Je fais le rêve d’un être changé, dépossédé de son moi, libéré de ses chaines ; délivré de ses doutes et de ses chairs. L’incarnation non pas d’une hirondelle où d’un moineau, mais celle d’un albatros, dépliant ses ailes robustes, naviguant les cieux, virant vers la stratosphère, toujours plus haut, vers des contrées infinies. Explorateur d’un Spatium Incognita qui appelle à la solitude, où la bien-séance s’annihile sans la pesanteur des étiquettes terrestre.

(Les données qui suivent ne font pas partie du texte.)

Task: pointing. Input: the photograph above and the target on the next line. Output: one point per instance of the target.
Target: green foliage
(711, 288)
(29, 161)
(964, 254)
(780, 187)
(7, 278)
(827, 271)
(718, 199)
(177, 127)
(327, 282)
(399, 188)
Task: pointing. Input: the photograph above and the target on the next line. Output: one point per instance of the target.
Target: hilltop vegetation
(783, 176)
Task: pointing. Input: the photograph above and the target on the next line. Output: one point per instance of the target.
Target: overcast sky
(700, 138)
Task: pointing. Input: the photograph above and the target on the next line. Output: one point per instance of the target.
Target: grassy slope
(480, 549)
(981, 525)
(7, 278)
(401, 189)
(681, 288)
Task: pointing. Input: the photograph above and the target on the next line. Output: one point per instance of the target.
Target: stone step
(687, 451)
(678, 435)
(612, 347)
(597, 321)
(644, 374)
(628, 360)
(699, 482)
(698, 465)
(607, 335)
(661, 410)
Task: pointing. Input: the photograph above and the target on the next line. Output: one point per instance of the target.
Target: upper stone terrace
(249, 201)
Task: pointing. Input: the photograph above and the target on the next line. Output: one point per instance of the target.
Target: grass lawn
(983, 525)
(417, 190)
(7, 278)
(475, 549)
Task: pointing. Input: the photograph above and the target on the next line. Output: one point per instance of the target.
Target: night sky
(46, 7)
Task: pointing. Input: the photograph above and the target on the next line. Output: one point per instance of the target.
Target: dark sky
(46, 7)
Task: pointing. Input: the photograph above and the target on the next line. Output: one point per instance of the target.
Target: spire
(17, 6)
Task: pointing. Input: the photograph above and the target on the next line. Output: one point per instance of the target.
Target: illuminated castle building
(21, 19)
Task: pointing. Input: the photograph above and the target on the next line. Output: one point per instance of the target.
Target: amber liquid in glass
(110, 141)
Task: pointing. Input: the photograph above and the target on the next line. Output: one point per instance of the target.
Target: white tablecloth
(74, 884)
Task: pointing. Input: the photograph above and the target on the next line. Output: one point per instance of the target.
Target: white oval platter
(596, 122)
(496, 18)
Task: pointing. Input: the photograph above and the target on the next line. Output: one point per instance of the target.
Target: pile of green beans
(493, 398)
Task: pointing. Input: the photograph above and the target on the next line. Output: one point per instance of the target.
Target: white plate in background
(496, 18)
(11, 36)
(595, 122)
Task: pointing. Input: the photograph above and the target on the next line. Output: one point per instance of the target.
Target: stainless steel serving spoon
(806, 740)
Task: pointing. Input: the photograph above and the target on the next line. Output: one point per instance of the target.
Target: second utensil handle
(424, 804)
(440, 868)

Je serai le voltigeur des confins ténébreux, le somnambule qui erre et appose sa marque à même la poussière d’étoile, un capitaine qui sillonne entre les astres. Et tel un marin en mer je penserai à toi que j’ai laissé sur le rivage, la senteur de ta peau encore en tête, la caresse de tes doigts dans le creux de mes reins, la subtilité de tes traits qui laissera place à une vision onirique de ton être, et qui, avec le tic-tac de l’horloge, disparaitra peu à peu. Le temps aura consumé ton image et de toi je ne garderai tout d’abord qu’un prénom et une vague sensation, puis enfin un souvenir, avant que tu partes en poussière entre mes doigts fins. Et je te rencontrerai encore, sous d’autres formes, et d’autres couleurs, dans d’autres endroits et parmi d’autres couches. Et je t’oublierai, encore, avec la nonchalance de ceux que l’amour ne tue pas. Tu ancreras sur mon visage un sourire apaisé, un flegme empathique habitué aux remous des eaux troubles ; imperturbable et serein.
Planant entre les nébuleuses, l’oiseau libertin débarrassé de la peur de ne pas savoir aimer s’envole loin des terres désolées sur lesquelles l’attend le fardeau qui depuis toujours l’accable. Il erre accompagné, jamais bien longtemps, vole à tire-d’aile dans le néant rougeoyant, offrant son corps et son plumage pour quelques instants éphémère.
C’est un voyage spirituel, donc infini. C’est l’exode que je me suis choisie. Un nomade en pèlerinage, cherchant son Moi plutôt que son Dieu, apportant les questions plutôt que les réponses.
C’est alors qu’au cours de cette traversée en lisière de mon esprit je chavirai. Emportée dans un flot tourbillonnant de couleurs, de sons, de formes changeantes, de silhouettes familières, et de sensations effrayantes, je ressentis un vertige violent qui saisit mon âme et fit frémir mon ombre. Un tout autre endroit s’offrait à moi, point d’esprit, point de raison, ici le feu dévorant de la passion brûlait avec langueur, et ses flammes s’agitaient en une danse lascive et polissonne. Voguant au milieu du vide sidéral de cette pompe rubiconde, j’y trouvai une lueur, et je lui fit le don de ton prénom.
C’est ainsi que tu devins. Ta genèse se fit au cœur même de mon être, et je compris alors, à cet instant précis, que chaque rencontre est une naissance. Douloureuse et amère.